Re: [LSF/MM/BPF TOPIC] NVMe HDD

Keith Busch <kbusch@xxxxxxxxxx> · Fri, 14 Feb 2020 23:40:07 +0900

On Fri, Feb 14, 2020 at 08:32:57AM +0100, Hannes Reinecke wrote:
> On 2/13/20 5:17 AM, Martin K. Petersen wrote:
> > People often artificially lower the queue depth to avoid timeouts. The
> > default timeout is 30 seconds from an I/O is queued. However, many
> > enterprise applications set the timeout to 3-5 seconds.
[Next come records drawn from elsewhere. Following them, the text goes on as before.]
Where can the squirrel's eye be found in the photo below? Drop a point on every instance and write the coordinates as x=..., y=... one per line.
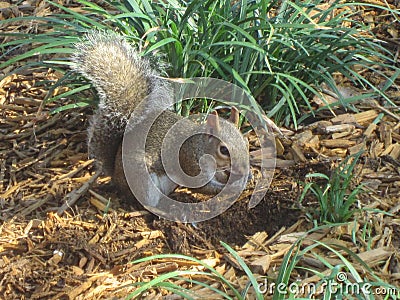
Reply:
x=224, y=150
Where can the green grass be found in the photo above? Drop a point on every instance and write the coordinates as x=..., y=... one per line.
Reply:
x=336, y=197
x=348, y=275
x=280, y=51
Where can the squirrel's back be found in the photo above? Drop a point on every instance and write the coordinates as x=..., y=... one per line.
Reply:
x=122, y=78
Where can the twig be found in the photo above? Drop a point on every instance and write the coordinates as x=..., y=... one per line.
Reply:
x=74, y=195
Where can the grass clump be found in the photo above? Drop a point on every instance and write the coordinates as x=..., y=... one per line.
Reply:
x=336, y=197
x=280, y=51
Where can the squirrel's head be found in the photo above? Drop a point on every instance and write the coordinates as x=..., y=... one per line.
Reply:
x=228, y=147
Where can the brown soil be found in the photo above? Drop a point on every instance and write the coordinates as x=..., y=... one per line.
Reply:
x=61, y=238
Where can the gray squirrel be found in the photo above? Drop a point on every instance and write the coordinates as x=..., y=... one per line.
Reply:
x=123, y=79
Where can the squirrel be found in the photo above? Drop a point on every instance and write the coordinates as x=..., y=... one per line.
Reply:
x=123, y=79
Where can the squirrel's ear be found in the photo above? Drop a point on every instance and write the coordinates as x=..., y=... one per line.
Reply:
x=212, y=123
x=234, y=117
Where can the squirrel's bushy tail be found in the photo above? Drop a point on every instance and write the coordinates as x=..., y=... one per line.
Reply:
x=122, y=79
x=117, y=71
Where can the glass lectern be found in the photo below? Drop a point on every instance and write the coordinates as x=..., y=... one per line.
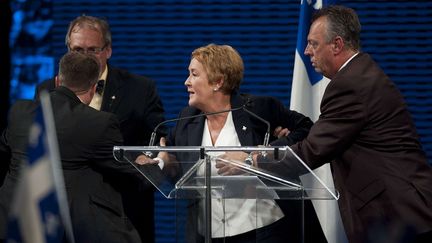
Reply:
x=213, y=200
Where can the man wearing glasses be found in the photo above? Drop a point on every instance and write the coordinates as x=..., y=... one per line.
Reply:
x=135, y=101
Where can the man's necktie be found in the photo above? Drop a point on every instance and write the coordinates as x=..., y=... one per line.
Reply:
x=100, y=86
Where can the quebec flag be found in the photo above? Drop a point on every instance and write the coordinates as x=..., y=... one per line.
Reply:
x=39, y=211
x=307, y=90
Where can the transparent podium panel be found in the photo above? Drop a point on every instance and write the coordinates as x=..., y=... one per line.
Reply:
x=218, y=194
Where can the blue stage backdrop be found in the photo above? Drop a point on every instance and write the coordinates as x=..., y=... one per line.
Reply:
x=156, y=38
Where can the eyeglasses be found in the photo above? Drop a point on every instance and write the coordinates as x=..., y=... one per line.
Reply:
x=91, y=50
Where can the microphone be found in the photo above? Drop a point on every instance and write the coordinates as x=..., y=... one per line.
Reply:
x=153, y=135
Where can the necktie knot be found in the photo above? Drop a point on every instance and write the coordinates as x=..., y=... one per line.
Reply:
x=100, y=86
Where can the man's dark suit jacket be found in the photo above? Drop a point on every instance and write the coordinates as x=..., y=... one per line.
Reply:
x=365, y=131
x=251, y=132
x=14, y=142
x=136, y=103
x=86, y=138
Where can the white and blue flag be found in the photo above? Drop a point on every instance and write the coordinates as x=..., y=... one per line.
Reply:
x=39, y=211
x=307, y=90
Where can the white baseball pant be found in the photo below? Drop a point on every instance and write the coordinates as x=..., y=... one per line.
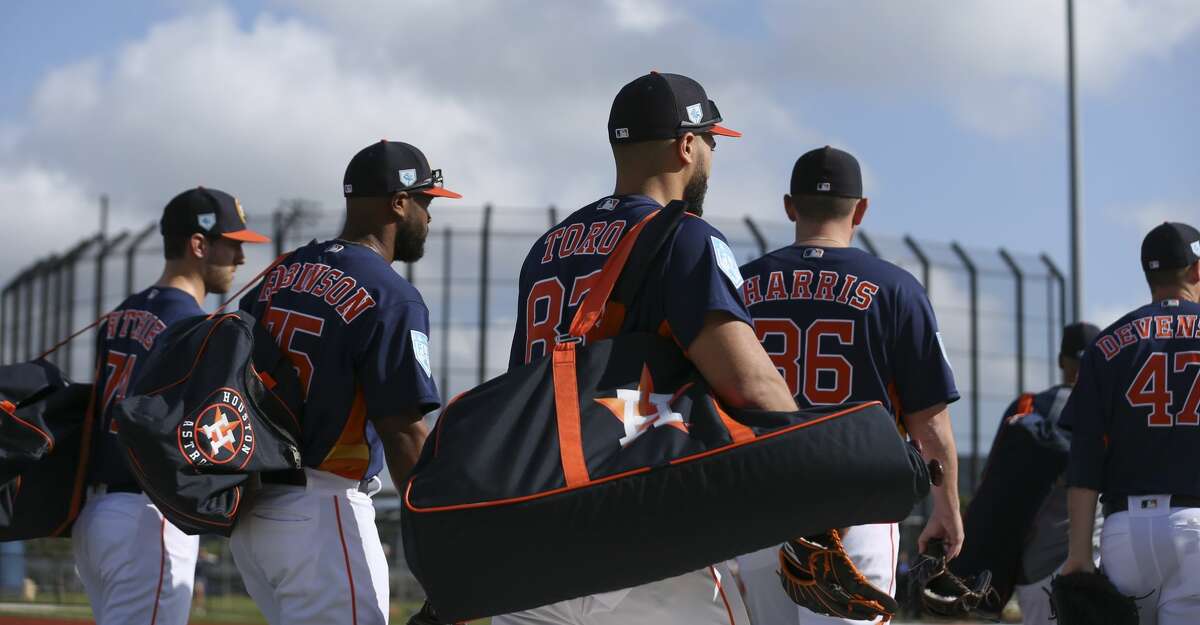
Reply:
x=707, y=596
x=136, y=566
x=873, y=548
x=311, y=554
x=1155, y=550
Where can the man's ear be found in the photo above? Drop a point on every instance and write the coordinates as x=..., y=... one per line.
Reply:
x=859, y=211
x=198, y=246
x=685, y=148
x=789, y=208
x=399, y=205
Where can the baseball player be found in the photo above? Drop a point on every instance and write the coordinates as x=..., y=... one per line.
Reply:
x=358, y=335
x=844, y=326
x=663, y=128
x=135, y=564
x=1135, y=421
x=1045, y=545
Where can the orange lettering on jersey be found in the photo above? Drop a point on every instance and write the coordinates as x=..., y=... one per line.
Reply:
x=355, y=305
x=827, y=281
x=127, y=320
x=802, y=284
x=593, y=239
x=1109, y=347
x=325, y=282
x=844, y=296
x=570, y=240
x=611, y=235
x=864, y=295
x=1125, y=335
x=309, y=276
x=1185, y=326
x=750, y=293
x=775, y=289
x=551, y=241
x=340, y=290
x=1163, y=325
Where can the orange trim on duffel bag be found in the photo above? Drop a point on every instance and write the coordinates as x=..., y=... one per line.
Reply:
x=592, y=310
x=408, y=491
x=738, y=432
x=567, y=413
x=1024, y=407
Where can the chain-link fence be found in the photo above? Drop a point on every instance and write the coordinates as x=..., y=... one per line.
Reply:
x=1001, y=312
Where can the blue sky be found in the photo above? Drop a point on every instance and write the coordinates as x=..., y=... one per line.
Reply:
x=955, y=110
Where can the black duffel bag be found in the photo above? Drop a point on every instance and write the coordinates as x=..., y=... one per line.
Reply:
x=45, y=431
x=612, y=464
x=217, y=406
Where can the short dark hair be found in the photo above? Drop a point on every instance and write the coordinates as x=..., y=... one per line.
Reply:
x=175, y=245
x=823, y=208
x=1167, y=277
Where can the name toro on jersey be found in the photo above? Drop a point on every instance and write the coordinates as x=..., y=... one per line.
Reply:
x=699, y=275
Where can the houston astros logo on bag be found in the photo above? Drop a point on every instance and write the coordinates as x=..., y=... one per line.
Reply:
x=220, y=433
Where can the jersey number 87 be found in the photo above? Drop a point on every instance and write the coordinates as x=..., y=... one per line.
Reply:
x=1151, y=388
x=822, y=378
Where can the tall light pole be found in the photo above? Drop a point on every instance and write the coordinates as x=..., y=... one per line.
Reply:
x=1077, y=252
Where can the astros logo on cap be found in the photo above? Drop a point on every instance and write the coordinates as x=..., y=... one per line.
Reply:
x=220, y=433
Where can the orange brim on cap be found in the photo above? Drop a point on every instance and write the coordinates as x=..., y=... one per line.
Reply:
x=723, y=131
x=246, y=236
x=442, y=192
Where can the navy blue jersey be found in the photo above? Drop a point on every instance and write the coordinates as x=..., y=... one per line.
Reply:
x=1135, y=409
x=845, y=326
x=124, y=338
x=359, y=337
x=699, y=275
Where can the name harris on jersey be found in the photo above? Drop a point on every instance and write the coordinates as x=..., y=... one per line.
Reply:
x=807, y=284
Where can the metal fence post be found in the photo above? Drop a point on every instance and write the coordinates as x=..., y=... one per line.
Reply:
x=1019, y=276
x=447, y=254
x=975, y=359
x=867, y=242
x=45, y=282
x=484, y=269
x=106, y=246
x=924, y=263
x=1055, y=275
x=131, y=256
x=757, y=234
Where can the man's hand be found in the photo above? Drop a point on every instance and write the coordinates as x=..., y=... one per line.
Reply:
x=946, y=524
x=1077, y=565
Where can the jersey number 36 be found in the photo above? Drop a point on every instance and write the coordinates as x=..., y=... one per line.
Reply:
x=820, y=377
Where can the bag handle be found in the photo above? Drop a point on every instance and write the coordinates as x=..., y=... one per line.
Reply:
x=75, y=335
x=624, y=274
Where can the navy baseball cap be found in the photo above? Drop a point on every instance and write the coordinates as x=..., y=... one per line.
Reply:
x=1075, y=338
x=208, y=211
x=827, y=172
x=659, y=106
x=390, y=167
x=1171, y=245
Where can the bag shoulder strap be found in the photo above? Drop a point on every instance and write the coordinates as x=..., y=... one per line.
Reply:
x=624, y=274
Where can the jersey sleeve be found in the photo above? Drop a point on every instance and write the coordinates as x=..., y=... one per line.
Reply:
x=395, y=371
x=1085, y=419
x=923, y=373
x=702, y=276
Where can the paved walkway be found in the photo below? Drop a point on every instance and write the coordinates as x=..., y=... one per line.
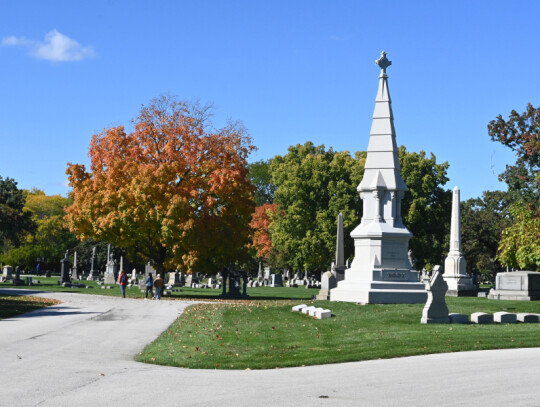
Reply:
x=80, y=353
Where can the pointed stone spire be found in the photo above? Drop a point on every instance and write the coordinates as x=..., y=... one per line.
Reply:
x=455, y=266
x=382, y=153
x=455, y=225
x=340, y=252
x=381, y=272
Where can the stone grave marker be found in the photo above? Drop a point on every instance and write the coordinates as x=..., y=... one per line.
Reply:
x=436, y=311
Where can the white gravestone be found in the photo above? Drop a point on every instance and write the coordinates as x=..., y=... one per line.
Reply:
x=455, y=273
x=436, y=311
x=380, y=272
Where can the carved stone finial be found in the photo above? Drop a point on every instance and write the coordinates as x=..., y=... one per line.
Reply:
x=383, y=62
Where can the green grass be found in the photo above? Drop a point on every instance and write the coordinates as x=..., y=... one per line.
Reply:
x=259, y=335
x=258, y=293
x=13, y=305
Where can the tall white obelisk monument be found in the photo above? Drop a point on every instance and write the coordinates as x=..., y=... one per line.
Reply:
x=455, y=274
x=380, y=272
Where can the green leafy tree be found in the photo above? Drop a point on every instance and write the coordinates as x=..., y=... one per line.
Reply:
x=261, y=177
x=426, y=207
x=50, y=238
x=521, y=133
x=313, y=186
x=15, y=221
x=520, y=243
x=482, y=222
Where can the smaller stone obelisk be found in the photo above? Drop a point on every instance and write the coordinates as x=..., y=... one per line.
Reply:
x=339, y=271
x=455, y=274
x=94, y=272
x=74, y=270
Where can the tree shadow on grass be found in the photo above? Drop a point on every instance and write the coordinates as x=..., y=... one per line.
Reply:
x=54, y=311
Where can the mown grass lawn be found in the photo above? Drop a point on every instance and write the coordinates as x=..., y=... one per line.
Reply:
x=258, y=335
x=13, y=305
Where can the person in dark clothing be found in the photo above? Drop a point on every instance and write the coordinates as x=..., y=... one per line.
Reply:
x=122, y=280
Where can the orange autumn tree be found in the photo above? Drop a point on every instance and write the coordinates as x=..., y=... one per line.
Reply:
x=174, y=191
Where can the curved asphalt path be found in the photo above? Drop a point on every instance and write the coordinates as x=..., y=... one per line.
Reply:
x=80, y=353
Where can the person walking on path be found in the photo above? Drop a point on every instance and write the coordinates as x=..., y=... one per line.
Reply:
x=149, y=286
x=122, y=280
x=158, y=283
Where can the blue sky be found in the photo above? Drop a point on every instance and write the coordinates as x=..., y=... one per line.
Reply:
x=292, y=71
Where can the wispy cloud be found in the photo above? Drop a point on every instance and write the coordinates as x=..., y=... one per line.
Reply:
x=55, y=47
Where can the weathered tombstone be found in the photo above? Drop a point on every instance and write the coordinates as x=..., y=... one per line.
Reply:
x=64, y=270
x=17, y=280
x=436, y=311
x=455, y=273
x=380, y=272
x=237, y=283
x=276, y=280
x=516, y=285
x=260, y=275
x=111, y=272
x=94, y=272
x=267, y=273
x=339, y=269
x=328, y=281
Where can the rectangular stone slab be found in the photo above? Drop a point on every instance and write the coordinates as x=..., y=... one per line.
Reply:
x=527, y=318
x=481, y=318
x=458, y=318
x=323, y=313
x=306, y=310
x=312, y=312
x=298, y=308
x=504, y=318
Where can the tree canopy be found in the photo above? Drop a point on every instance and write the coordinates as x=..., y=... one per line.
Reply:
x=314, y=184
x=174, y=191
x=426, y=208
x=15, y=221
x=261, y=178
x=482, y=222
x=520, y=243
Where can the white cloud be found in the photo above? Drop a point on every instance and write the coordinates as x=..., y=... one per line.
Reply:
x=55, y=47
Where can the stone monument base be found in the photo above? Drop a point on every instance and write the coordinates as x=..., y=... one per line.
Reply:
x=516, y=285
x=462, y=293
x=512, y=295
x=443, y=320
x=380, y=292
x=323, y=295
x=460, y=286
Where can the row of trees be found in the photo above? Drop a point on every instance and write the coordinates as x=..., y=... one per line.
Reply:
x=296, y=224
x=179, y=193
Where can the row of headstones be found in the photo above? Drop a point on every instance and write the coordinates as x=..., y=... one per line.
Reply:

Which means that
> > with deep queues you'll quickly start seeing timeouts if a drive
> > temporarily is having issues keeping up (media errors, excessive spare
> > track seeks, etc.).
> > 
> > Well-behaved devices will return QF/TSF if they have transient resource
> > starvation or exceed internal QoS limits. QF will cause the SCSI stack
> > to reduce the number of I/Os in flight. This allows the drive to recover
> > from its congested state and reduces the potential of application and
> > filesystem timeouts.
> > 
> This may even be a chance to revisit QoS / queue busy handling.
> NVMe has this SQ head pointer mechanism which was supposed to handle
> this kind of situations, but to my knowledge no-one has been
> implementing it.
> Might be worthwhile revisiting it; guess NVMe HDDs would profit from that.

We don't need that because we don't allocate enough tags to potentially
wrap the tail past the head. If you can allocate a tag, the queue is not
full. And convesely, no tag == queue full.